Following the series’ first season, which premiered in June and ran through early July, we shared with you a brief look at the ratings pulled in by the then-new show, comparing it with the NHRA’s television numbers in a story that proved to be rather popular with the curious viewers out there. With that in mind, we’d be remiss if we didn’t follow that story up with a look at how the second season stacks up to the first.
You may recall from a recent Wolf’s Word column mention of the NHRA’s growing television woes, pointing out that their viewership numbers declined for the third straight year, with an average of fewer than 400,000 homes (and a 0.3 rating) tuning in for the Mello Yello series race-day telecasts on ESPN and ESPN2, and less than 300,000 for the Saturday qualifying shows.
Street Outlaws, however, has seen its numbers grow during its second season.
In it’s premiere season, the gearhead reality program was one of the top primetime cable shows on Monday nights, pulling in an average of about 1.5 million viewers and a 0.6 rating amongst the coveted 18-49 demographic. The second season, which premiered on December 2nd, climbed over 2.2 million viewers on December 31st (and garnered a combined 3.4 million on that night between the 9 p.m and 10 p.m. time slots), and averaging, in our non-calculated estimates, 1.7 to 1.8 million viewers on average and a 0.8 rating. Viewership has ranged from a low of 1.23 million to the high of 2.2 million, which consistently places it among the nights’ top cable programs and competitive with many other popular primetime cable shows.
…the ratings prove once again that real cars and personalities they can relate to are what today’s viewers are interested in seeing.
Certainly, it could be argued that some of this increase comes down to timing, with more viewers hunkered down in front of their televisions in the quiet winter months than during the busy months of June and July, but it bears repeating that, in many ways, this great disparity between Street Outlaws’ numbers and that of the NHRA (well over four times the viewers) is a reflection of where the average ‘car guy” and “car gal” is going for their automotive-themed entertainment.

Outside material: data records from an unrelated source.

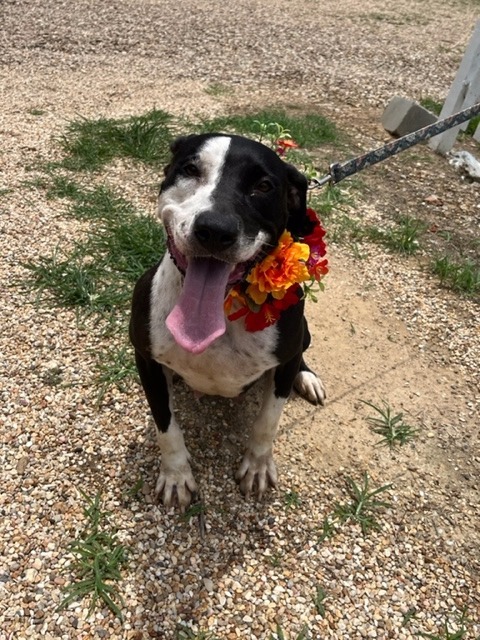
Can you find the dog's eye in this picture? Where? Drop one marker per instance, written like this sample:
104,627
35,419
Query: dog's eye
264,186
191,170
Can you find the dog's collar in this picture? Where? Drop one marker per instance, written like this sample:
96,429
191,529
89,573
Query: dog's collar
290,272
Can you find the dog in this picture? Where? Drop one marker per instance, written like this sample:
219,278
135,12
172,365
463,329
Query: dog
224,203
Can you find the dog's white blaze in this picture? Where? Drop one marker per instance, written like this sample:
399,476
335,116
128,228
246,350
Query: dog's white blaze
180,204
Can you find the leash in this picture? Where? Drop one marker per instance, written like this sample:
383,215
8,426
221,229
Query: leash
339,172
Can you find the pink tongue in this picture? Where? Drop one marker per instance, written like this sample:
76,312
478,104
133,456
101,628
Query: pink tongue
198,317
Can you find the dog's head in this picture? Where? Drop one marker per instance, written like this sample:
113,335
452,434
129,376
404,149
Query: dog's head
229,198
225,202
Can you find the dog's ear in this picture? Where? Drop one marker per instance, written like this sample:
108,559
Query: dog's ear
298,222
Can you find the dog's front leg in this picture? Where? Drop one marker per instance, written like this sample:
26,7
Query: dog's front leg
257,471
175,482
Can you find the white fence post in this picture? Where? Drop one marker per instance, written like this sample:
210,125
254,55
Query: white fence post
464,92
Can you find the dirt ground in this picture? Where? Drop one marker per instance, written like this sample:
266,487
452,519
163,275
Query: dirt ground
384,330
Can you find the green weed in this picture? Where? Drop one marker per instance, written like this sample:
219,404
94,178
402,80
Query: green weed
402,238
303,634
116,367
432,105
186,633
310,130
459,276
217,89
319,600
461,622
363,506
98,558
390,426
291,499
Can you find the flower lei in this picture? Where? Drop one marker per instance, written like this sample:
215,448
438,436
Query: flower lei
284,277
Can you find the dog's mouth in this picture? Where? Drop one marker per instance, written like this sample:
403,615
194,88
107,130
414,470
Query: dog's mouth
198,317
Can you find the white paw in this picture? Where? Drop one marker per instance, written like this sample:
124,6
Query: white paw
256,474
175,486
309,386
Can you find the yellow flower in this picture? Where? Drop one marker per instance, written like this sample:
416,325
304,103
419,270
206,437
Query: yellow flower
279,270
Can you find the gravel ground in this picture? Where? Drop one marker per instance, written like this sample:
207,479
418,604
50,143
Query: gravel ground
383,330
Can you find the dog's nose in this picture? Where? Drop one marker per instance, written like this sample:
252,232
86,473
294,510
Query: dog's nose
215,233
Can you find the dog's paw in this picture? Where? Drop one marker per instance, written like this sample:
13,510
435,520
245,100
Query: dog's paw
176,486
256,474
309,386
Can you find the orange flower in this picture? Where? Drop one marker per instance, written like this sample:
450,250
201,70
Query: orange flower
279,270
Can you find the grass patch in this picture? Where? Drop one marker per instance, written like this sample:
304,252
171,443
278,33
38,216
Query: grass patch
98,558
392,428
91,144
435,107
310,130
463,277
97,275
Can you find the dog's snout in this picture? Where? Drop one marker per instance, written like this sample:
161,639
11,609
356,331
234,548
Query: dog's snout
215,233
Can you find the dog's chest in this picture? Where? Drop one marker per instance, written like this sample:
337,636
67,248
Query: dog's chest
228,366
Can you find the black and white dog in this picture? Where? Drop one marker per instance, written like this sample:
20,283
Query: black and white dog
224,203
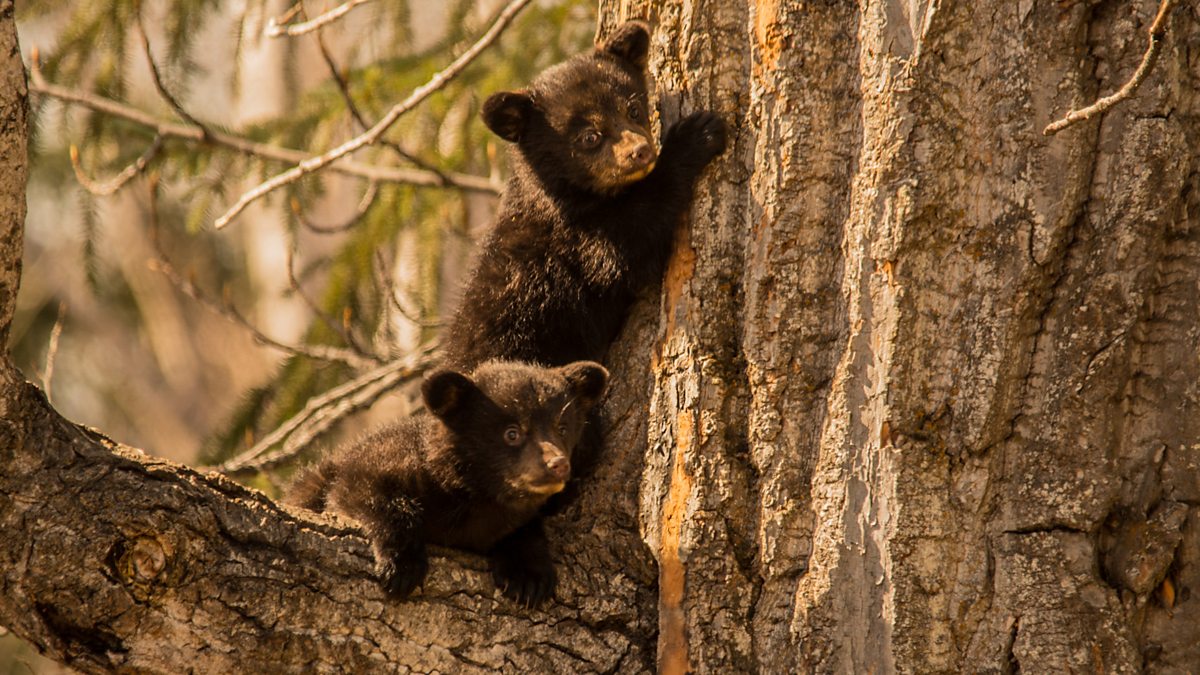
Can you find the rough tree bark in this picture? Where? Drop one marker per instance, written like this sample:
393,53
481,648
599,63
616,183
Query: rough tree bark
922,394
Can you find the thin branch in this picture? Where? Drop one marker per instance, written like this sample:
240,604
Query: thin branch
52,351
352,106
226,309
161,87
388,288
275,27
1157,30
365,203
341,329
119,180
196,135
372,135
321,412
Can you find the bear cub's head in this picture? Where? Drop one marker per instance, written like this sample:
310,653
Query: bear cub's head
513,426
585,121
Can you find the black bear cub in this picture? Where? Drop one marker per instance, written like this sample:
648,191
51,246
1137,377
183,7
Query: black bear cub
472,475
588,214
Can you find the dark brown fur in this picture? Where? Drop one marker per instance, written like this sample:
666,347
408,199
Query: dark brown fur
472,475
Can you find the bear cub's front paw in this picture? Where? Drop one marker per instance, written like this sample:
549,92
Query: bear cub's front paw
402,571
699,136
527,583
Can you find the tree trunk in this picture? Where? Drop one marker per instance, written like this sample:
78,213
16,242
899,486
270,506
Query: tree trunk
922,393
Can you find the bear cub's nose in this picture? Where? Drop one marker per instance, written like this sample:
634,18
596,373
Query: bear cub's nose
559,467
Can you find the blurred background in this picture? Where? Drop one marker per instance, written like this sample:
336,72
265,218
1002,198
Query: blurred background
141,320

It’s true that reality programming like Street Outlaws features manufactured drama that’s been fine-tuned in a production department before ever reaching the airwaves — a luxury that same-day and live telecasts of a motorsports event don’t have. Nor is a same-day weekend event and a weeknight primetime program an apple to apples comparison. But those facts aside, the ratings prove once again that real cars and personalities they can relate to are what today’s viewers are interested in seeing, and that suit-wearing race series officials, race promoters, and marketing types ought to be taking notice.